Dread curled in my stomach. That same old misery that stalked me in the day and hunted me in the night. The helplessness and fear and agony that had scraped and scraped at my spirit.
Perpetual torture.
I wondered how there was anything left of me.
“You’ve got to understand, Kale.”
“Of course, I understand. I was there, man. I went through it, too. But you can’t spend the rest of your life a prisoner to that time.”
How the fuck were we supposed to move on from it when that time was unending?
“I’m trying.”
“Are you? Then why don’t you come clean about what’s going on with this Rynna girl? The smoking hot chick who just so happened to be at the emergency room—at three-thirty in the morning—with the guy who refuses to accept help from anyone other than me, Ollie, and his mom, and barely even then.”
Unease stirred through me. That same feeling that had been nagging at me for days. The dread and the need and confusion. “Battery was dead in the truck.”
“Hmm.”
“Hmm, what?”
“You’re an awful handy dude for having to ask a woman for help in the middle of the night.”

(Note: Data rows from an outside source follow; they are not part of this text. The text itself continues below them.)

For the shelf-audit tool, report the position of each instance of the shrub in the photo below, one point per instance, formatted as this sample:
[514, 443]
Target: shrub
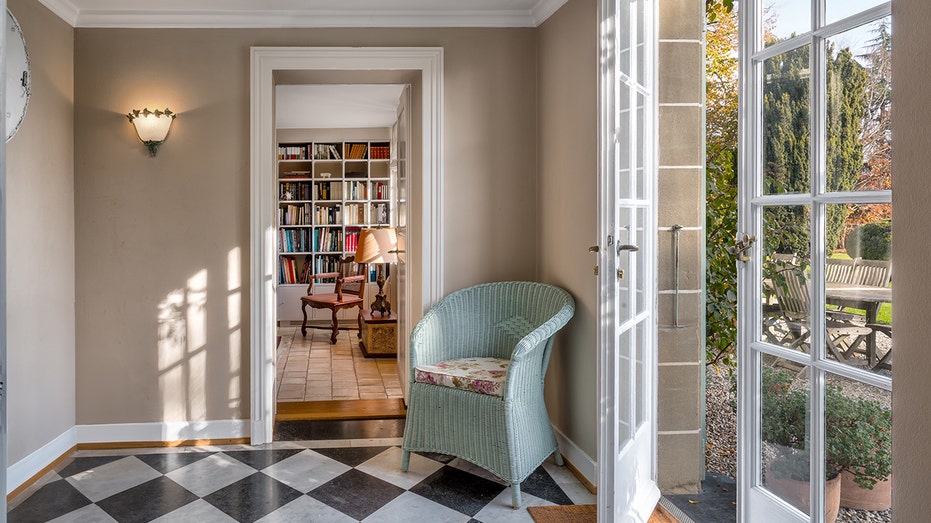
[870, 241]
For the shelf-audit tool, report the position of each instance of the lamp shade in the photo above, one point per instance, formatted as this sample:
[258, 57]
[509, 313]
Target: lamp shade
[151, 126]
[377, 246]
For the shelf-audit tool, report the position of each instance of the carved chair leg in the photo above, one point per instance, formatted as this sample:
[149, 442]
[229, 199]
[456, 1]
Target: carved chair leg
[359, 319]
[335, 328]
[304, 324]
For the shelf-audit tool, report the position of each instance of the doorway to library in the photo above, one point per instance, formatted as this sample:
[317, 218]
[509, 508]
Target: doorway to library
[341, 171]
[314, 190]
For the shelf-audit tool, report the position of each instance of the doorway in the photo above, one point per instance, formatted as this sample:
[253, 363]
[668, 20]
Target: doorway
[422, 68]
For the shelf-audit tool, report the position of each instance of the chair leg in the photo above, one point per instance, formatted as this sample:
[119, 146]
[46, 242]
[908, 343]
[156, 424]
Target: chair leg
[359, 319]
[304, 324]
[335, 328]
[515, 495]
[405, 460]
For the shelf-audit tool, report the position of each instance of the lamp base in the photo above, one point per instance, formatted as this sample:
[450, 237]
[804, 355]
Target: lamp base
[381, 304]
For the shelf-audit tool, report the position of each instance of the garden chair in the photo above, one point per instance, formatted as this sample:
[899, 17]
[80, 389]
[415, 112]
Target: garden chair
[349, 293]
[477, 362]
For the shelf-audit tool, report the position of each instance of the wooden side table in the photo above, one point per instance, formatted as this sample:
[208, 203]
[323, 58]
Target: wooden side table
[379, 335]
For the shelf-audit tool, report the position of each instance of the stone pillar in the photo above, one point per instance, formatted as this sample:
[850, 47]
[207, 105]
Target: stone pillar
[682, 208]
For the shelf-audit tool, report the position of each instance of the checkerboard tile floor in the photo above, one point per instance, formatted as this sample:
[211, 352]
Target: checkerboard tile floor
[327, 481]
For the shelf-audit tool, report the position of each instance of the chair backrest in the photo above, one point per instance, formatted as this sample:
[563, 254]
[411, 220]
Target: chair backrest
[352, 277]
[837, 270]
[792, 294]
[874, 273]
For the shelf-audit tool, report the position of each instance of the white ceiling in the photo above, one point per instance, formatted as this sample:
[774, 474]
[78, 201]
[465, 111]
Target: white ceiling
[336, 106]
[303, 13]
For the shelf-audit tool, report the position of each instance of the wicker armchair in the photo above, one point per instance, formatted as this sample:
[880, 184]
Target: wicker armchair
[477, 362]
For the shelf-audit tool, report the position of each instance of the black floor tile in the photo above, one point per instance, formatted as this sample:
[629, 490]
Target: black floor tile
[352, 456]
[52, 500]
[79, 465]
[260, 459]
[442, 458]
[338, 429]
[166, 463]
[252, 498]
[356, 494]
[146, 502]
[716, 502]
[540, 484]
[458, 490]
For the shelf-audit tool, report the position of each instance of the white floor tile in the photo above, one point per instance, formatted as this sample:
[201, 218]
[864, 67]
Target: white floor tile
[102, 482]
[304, 509]
[501, 511]
[88, 514]
[199, 511]
[210, 474]
[410, 507]
[387, 466]
[306, 470]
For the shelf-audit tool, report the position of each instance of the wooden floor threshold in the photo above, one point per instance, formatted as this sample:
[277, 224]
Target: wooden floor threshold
[340, 409]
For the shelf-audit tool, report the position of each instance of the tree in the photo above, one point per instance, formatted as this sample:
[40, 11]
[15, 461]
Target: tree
[721, 184]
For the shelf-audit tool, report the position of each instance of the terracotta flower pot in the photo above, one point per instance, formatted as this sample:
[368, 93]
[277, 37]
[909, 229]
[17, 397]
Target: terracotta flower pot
[797, 493]
[856, 497]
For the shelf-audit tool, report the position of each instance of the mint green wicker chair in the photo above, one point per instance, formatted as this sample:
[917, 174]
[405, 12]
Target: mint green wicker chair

“Frankie was sick. Didn’t have time to spare.”
“You needed someone, and you went to her.”
Fuck.
He was right.
I needed someone. And I went to her.
I went to her.
Agitation had me shifting on my feet.
He squeezed my shoulder a little tighter. “Tell me what’s going on with you two.”
My attention was locked on Frankie as I rubbed a hand over my mouth, trying not to think about the way I’d felt pressed against Rynna. The way her heart had beaten and mine had come alive for the first time in years. “Only thing that’s going on is shit that can’t be.”
“And why’s that?”
My chest tightened, and I looked to the ground, voice dropping so low I wasn’t sure he could hear my confession. “It feels like cheating.”
I could feel Kale’s sympathy all mixed with a bolt of exasperation. “And who exactly are you cheating on? Because that bitch left you and Sydney is gone. They are both gone, man, and they aren’t coming back.”
My entire being flinched. Anguish and this blinding guilt that ate me up from the inside.
Kale’s voice dropped to match mine. “You need to tell Ollie, Rex. Fucking get this off your chest once and for all so you can finally move on.”
“I’m not sure how to do that.”
Question was, did I really want to?
Rynna’s face spun through my mind. I swore I could feel that place that had ached forever transform. Grasping for something different. Something better.
And that scared the shit out of me.
I glanced over at Kale. When I caught his expression, my irritation came back full force. “Why the fuck are you grinning?”
“Oh, you know . . . because it’s super entertaining to watch you realize you just might want something but the thought of it makes you want to crawl right out of your skin.”
“Always such an asshole,” I mumbled.
“Who doesn’t hesitate to say it straight. Admit it. You like her.”